Now, more than two years after his transplant, Jordan remains cancer free. His health and development are closely monitored at St. Jude. Jordan’s speech has lagged a bit, but Maurer says the toddler who loves wrestling and dancing is an example of the infant brain’s resiliency. Following the bleed, undamaged regions of Jordan’s brain took on additional tasks. That helps explain why Jordan is now busy learning his letters and has such a good time singing and banging on the piano.
“This kid broke the mold,” Maurer says. “You hear stories about patients like this, but you never think you’ll meet one. He should not have survived either the cancer or the bleed.”
Never give up
Leung says Jordan exemplifies the hospital’s commitment to the dream of St. Jude founder Danny Thomas that no child should die in the dawn of life. “Jordan had all the high-risk features you don’t want in a patient,” Leung says. “But we never give up.”
Infants like Jordan are not the only cancer patients who may benefit from treatment with NK cells. Leung and his colleagues also conducted research involving 10 children with acute myeloid leukemia (AML) who received NK cells from parents. The children had completed standard therapy with anti-cancer drugs and were in remission when they received the donor NK cells. Nearly three years later, all participants remain cancer free.
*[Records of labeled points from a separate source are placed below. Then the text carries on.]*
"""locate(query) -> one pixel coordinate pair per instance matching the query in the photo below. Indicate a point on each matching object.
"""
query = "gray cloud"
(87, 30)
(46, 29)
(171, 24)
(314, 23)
An editorial that accompanied a report on this research in the Journal of Clinical Oncology praised the St. Jude approach, predicting it could have far-reaching implications for improving treatment of AML.
St. Jude oncologist Jeffrey Rubnitz, MD, PhD, says although it is too soon to credit the NK cell transplant for the continued remission of patients involved, the finding helped launch a nationwide study of NK cells as a possible alternative to stem cell transplant in some children with AML.
For Jordan’s family, St. Jude is a second home. An aunt makes an annual trip from Louisiana to Memphis to volunteer. Other relatives participated in the December marathon and 5-kilometer race held in Memphis to benefit St. Jude.
Chancelly still recalls her relief when she learned she would not have to pay for Jordan’s care. “They really do spend the funds they raise on the kids,” she says. “But I fell in love with this place when I arrived. The people at St. Jude really have a love for kids.”